Late yesterday afternoon, I wrote a post on one of our more shameful politicians, Natural Resources Minister Joe Oliver and the embarrassment we all should feel over his performance in Washington in a speech to a carefully-screened audience pushing the XL Keystone pipeline. In it, he rebuked and ridiculed leading climate-change scientist James Hansen for his warnings about the Alberta tarsands.

In a comment on yesterday's post, which you can read in by clicking the above link, The Salamander offered his usual penetrating analysis, this time assessing the Natural Resources Minister and providing a link to Franke James' site. An environmental activist, writer, and game designer, James provides a transcript of a meeting she had with Oliver on March 3/12 at his riding office in Toronto.

I hope you will take some time to peruse the transcript, as it offers even more insight into the man who, in my view, has a decidedly twisted view of what his role as Natural Resources Minister is.

Wednesday, April 24, 2013

Oh, Joe Oliver, Have You No Shame? UPDATED

In denouncing a leading climate change scientist, the coward, Resources Minister Joe Oliver, showed his complete lack of character, insisting that his message be delivered to a carefully screened audience to avoid any embarrassment from those who favour truth over propaganda.

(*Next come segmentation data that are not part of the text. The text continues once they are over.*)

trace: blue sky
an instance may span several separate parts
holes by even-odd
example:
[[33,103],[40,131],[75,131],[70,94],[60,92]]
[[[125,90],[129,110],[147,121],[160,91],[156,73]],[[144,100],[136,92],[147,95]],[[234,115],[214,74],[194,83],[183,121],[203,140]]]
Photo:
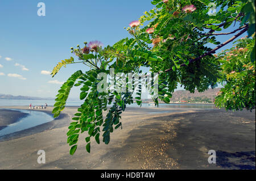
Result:
[[[42,71],[51,71],[60,60],[72,56],[70,47],[82,45],[85,41],[98,40],[105,45],[113,45],[128,36],[123,27],[152,9],[150,1],[1,1],[0,94],[54,97],[61,86],[56,83],[64,82],[77,70],[87,69],[69,65],[53,78]],[[45,16],[37,14],[40,2],[46,5]],[[237,24],[232,26],[225,32],[236,27]],[[231,36],[218,39],[224,41]],[[75,87],[71,97],[78,97],[79,92]]]

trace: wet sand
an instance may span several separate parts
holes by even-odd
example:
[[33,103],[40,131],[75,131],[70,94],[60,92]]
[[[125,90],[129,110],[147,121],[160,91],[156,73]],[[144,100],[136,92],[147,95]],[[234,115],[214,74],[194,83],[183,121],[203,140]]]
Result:
[[[0,169],[255,169],[255,111],[173,111],[128,108],[109,145],[92,141],[89,154],[82,133],[70,155],[66,133],[76,108],[68,107],[57,120],[2,137]],[[39,150],[45,164],[37,162]],[[216,164],[208,162],[209,150]]]

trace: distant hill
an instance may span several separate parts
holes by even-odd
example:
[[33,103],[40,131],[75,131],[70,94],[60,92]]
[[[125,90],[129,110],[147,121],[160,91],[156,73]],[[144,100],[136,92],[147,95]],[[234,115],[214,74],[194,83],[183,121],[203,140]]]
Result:
[[0,99],[18,99],[18,100],[54,100],[53,98],[39,98],[28,96],[0,94]]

As Canadians, we should all feel ashamed by the way we are being misrepresented in other countries by this man and his government.

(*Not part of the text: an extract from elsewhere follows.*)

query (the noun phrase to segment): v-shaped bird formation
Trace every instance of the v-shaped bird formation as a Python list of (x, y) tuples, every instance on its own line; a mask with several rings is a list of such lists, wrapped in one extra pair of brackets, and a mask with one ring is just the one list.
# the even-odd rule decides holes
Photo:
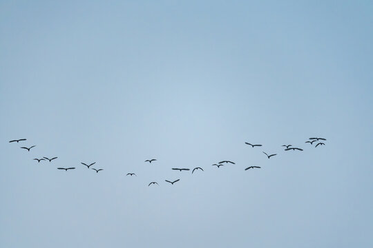
[[(15, 139), (15, 140), (12, 140), (12, 141), (10, 141), (9, 143), (19, 143), (20, 141), (27, 141), (26, 138), (20, 138), (20, 139)], [(316, 145), (314, 145), (314, 147), (321, 147), (323, 145), (325, 145), (325, 143), (323, 143), (323, 142), (321, 142), (319, 141), (326, 141), (326, 138), (309, 138), (309, 141), (305, 141), (305, 143), (309, 143), (312, 146), (313, 146), (314, 145), (314, 143), (316, 143)], [(260, 144), (251, 144), (250, 143), (248, 143), (248, 142), (245, 142), (245, 144), (246, 145), (250, 145), (251, 146), (251, 148), (254, 148), (254, 147), (262, 147), (262, 145), (260, 145)], [(284, 151), (299, 151), (299, 152), (303, 152), (303, 148), (300, 148), (300, 147), (294, 147), (292, 145), (281, 145), (282, 147), (286, 147), (285, 148)], [(30, 152), (30, 149), (33, 147), (36, 147), (36, 145), (32, 145), (29, 147), (21, 147), (20, 148), (21, 149), (27, 149), (27, 151), (28, 152)], [(256, 149), (258, 149), (258, 148), (256, 148)], [(34, 149), (32, 149), (33, 151)], [(278, 155), (278, 154), (267, 154), (267, 152), (263, 152), (262, 151), (262, 152), (266, 155), (266, 156), (267, 157), (268, 159), (271, 158), (271, 157), (274, 156), (276, 156)], [(293, 153), (293, 152), (291, 152), (291, 153)], [(41, 161), (48, 161), (50, 163), (52, 162), (54, 160), (58, 158), (58, 157), (55, 156), (55, 157), (52, 157), (51, 158), (49, 158), (48, 157), (46, 157), (46, 156), (43, 156), (41, 158), (33, 158), (32, 160), (35, 160), (35, 161), (37, 161), (38, 163), (39, 163)], [(276, 159), (275, 159), (276, 160)], [(157, 161), (157, 159), (155, 158), (151, 158), (151, 159), (146, 159), (144, 162), (146, 163), (146, 162), (149, 162), (149, 164), (152, 163), (152, 162), (155, 162), (155, 161)], [(45, 162), (44, 162), (45, 163)], [(96, 172), (96, 174), (98, 174), (99, 172), (101, 172), (101, 171), (103, 171), (104, 169), (97, 169), (97, 168), (90, 168), (92, 165), (96, 164), (96, 162), (93, 162), (93, 163), (90, 163), (89, 164), (88, 163), (83, 163), (83, 162), (80, 162), (80, 163), (84, 166), (86, 166), (87, 167), (87, 169), (92, 169), (93, 170), (95, 171)], [(220, 167), (222, 166), (224, 166), (224, 164), (225, 165), (236, 165), (236, 163), (233, 162), (233, 161), (221, 161), (220, 162), (218, 163), (214, 163), (212, 165), (212, 166), (216, 166), (217, 169), (220, 168)], [(250, 169), (260, 169), (261, 167), (260, 166), (257, 166), (257, 165), (251, 165), (251, 166), (249, 166), (247, 167), (246, 167), (245, 169), (245, 171), (247, 171)], [(61, 170), (64, 170), (65, 172), (67, 172), (68, 170), (73, 170), (75, 169), (76, 169), (76, 167), (57, 167), (57, 169), (61, 169)], [(178, 168), (178, 167), (173, 167), (173, 168), (171, 168), (172, 170), (176, 170), (176, 171), (179, 171), (179, 172), (188, 172), (188, 171), (190, 171), (191, 169), (189, 168)], [(194, 169), (193, 169), (192, 172), (191, 172), (191, 174), (193, 174), (193, 173), (195, 172), (195, 171), (198, 171), (198, 170), (200, 170), (201, 172), (204, 172), (204, 170), (201, 167), (195, 167)], [(190, 173), (190, 172), (189, 172)], [(126, 176), (136, 176), (137, 175), (133, 173), (133, 172), (128, 172), (126, 174)], [(165, 182), (166, 183), (170, 183), (171, 185), (173, 185), (173, 184), (176, 182), (178, 182), (180, 181), (180, 179), (177, 179), (175, 180), (173, 180), (173, 181), (171, 181), (171, 180), (164, 180)], [(155, 181), (153, 181), (153, 182), (151, 182), (148, 184), (148, 187), (149, 186), (151, 186), (151, 185), (158, 185), (159, 186), (159, 184), (158, 183), (155, 182)]]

UPDATED: Perhaps you will agree that this interview with Oliver by Evan Solomon can only compound our collective embarrassment over his lies/ineptitude:

Tuesday, June 26, 2012

A Followup To Dr. Chris Keefer's Brave Stance

The other day I posted a link to a remarkable video showing Dr. Chris Keefer interrupting Natural Resources Minister Joe Oliver's announcement at Toronto General hospital to protest Bill C-31, the legislation that will deny to those claiming refugee-status life saving drugs.

Bernie Farber has written a piece in The Huffington Post lauding the doctor's courage and integrity as he further explores the implications of this legislation.

Monday, June 25, 2012

Speaking Truth To Power

I hope this video renews your faith in people as it has mine:

Dr. Chris Keefer interrupts Natural Resources Minister Joe Oliver:

Saturday, March 31, 2012

The Harper Budget's Attack On Charities

Although hardly surprising, given both the ideological bent of the Harper regime and earlier warnings from Natural Resources Minister Joe Oliver, there is little doubt that the provisions of the new federal budget authorizing an $8-million special audit by Canada Revenue Agency to see if charities are adhering to the 10-per-cent political advocacy limit is aimed directly at the 'enemies' of this regime.

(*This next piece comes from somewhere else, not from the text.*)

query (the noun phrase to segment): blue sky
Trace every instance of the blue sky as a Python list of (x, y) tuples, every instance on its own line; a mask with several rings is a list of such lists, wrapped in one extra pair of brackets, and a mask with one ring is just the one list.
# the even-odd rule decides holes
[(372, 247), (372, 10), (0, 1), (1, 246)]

While the charitable status of overtly political foundations such as the C.D Howe Institute, The Fraser Institute, and the Manning Centre for Building Democracy seem to enjoy a special immunity from scrutiny, those whose vision of Canada run counter to Harper's are undoubtedly in for a very rough ride.

Paul Waldie has an interesting piece on the implication of this new measure, suggesting that a kind of chill will now permeate environmental organizations, precisely the intention, I am sure, of the Harper regime that has no interest in respecting differences of opinion, an intolerance typical of extreme right-wing thinking and its refusal/inability to comprehend nuanced thinking.

Thursday, March 8, 2012

Criminal Activity in Joe Oliver's Campaign?


The Star is reporting that Natural Resources Minister Joe ('radicals are threatening the tarsands') Oliver's riding of Eglinton-Lawrence may have been the scene of another electoral crime, this one involving the last-minute rush of previously unregistered voters who cast ballots in the last federal election.

Veteran Liberal MP Joe Volpe lost the riding to Conservative Oliver by 4,062 votes, but the problems is that at least 2,700 applications for late registration to vote... failed to provide addresses or gave false or non-residential addresses. Nonetheless, contrary to Election Canada rules, they were allowed to vote.

With this latest evidence of well-organized electoral fraud, one wonders when the revelations will end, and if they can ever be successfully and definitively investigated and resolved.